The above description is only an introduction to use of the index of coincidence, which is related to the general concept of [[correlation]].  Various forms of Index of Coincidence have been devised; the "delta" I.C. (given by the formula above) in effect measures the [[autocorrelation]] of a single distribution, whereas a "kappa" I.C. is used when matching two text strings.<ref>{{cite book | last=Kahn | first=David | author-link=David Kahn (writer) | title=The Codebreakers - The Story of Secret Writing | orig-year=1967 | publisher=Macmillan | location=New York | isbn=0-684-83130-9 | year=1996}}</ref>  Although in some applications constant factors such as <math>c</math> and <math>N</math> can be ignored, in more general situations there is considerable value in truly ''indexing'' each I.C. against the value to be expected for the [[null hypothesis]] (usually: no match and a uniform random symbol distribution), so that in every situation the [[expected value]] for no correlation is 1.0.  Thus, any form of I.C. can be expressed as the ratio of the number of coincidences actually observed to the number of coincidences expected (according to the null model), using the particular test setup.

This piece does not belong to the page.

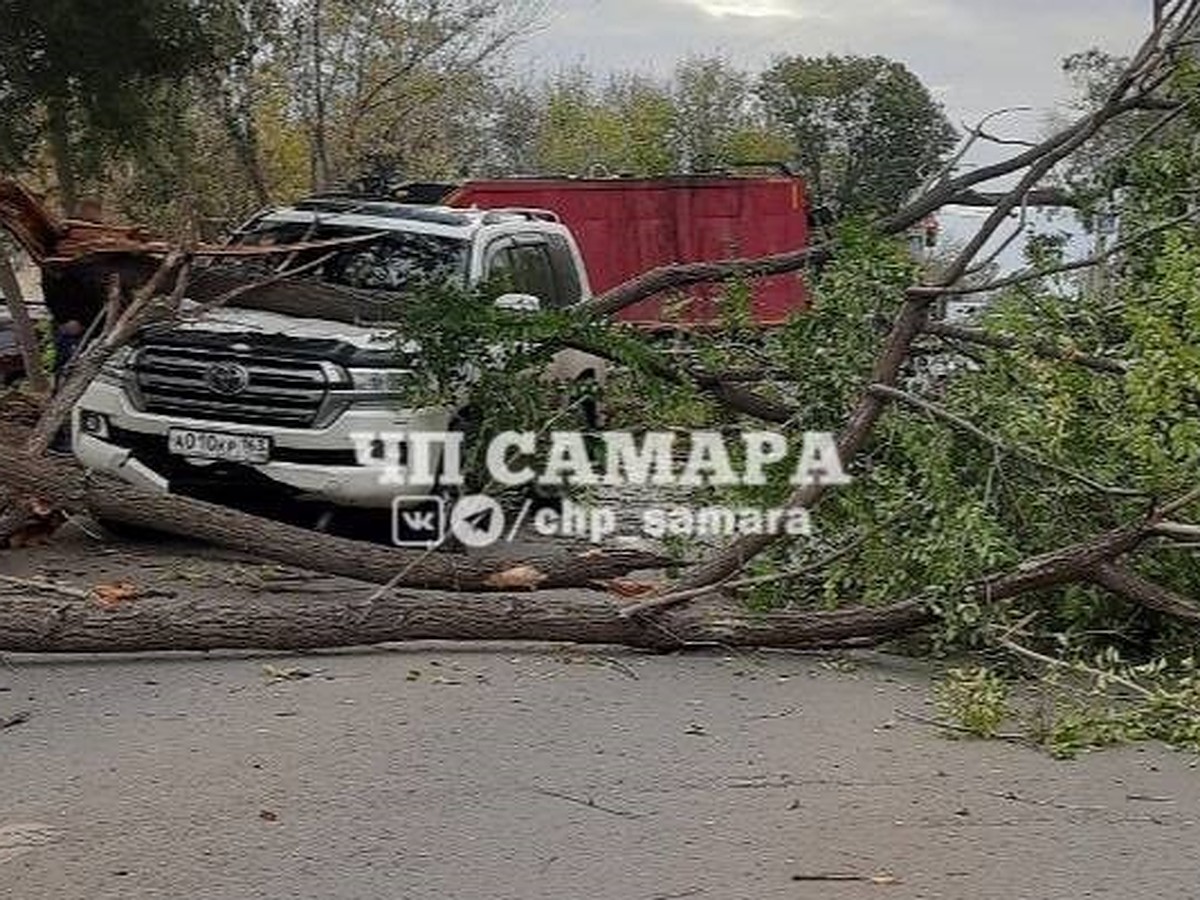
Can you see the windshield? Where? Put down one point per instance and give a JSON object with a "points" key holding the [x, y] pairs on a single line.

From the foregoing, it is easy to see that the formula for kappa I.C. is

:<math>\mathbf{IC} = \frac{\displaystyle\sum_{j=1}^{N}[a_j=b_j]}{N/c},</math>

where <math>N</math> is the common aligned length of the two texts ''A'' and ''B'', and the bracketed term is defined as 1 if the <math>j</math>-th letter of text ''A'' matches the <math>j</math>-th letter of text ''B'', otherwise 0.

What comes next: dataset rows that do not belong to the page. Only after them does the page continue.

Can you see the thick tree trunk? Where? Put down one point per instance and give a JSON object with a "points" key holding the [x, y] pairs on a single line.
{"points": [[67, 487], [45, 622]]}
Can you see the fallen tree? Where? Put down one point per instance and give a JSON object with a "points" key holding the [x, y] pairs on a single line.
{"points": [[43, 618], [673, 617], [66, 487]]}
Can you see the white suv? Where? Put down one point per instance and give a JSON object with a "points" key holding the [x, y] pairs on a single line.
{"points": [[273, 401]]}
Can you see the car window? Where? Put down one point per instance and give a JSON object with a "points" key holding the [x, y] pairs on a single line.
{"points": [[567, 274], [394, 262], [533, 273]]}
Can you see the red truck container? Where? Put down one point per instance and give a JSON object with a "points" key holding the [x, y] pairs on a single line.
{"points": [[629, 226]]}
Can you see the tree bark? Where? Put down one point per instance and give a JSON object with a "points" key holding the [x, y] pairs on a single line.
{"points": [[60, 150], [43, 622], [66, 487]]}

A related concept, the "bulge" of a distribution, measures the discrepancy between the observed I.C. and the null value of 1.0.  The number of cipher alphabets used in a [[polyalphabetic cipher]] may be estimated by dividing the expected bulge of the delta I.C. for a single alphabet by the observed bulge for the message, although in many cases (such as when a [[Vigenère cipher|repeating key]] was used) better techniques are available.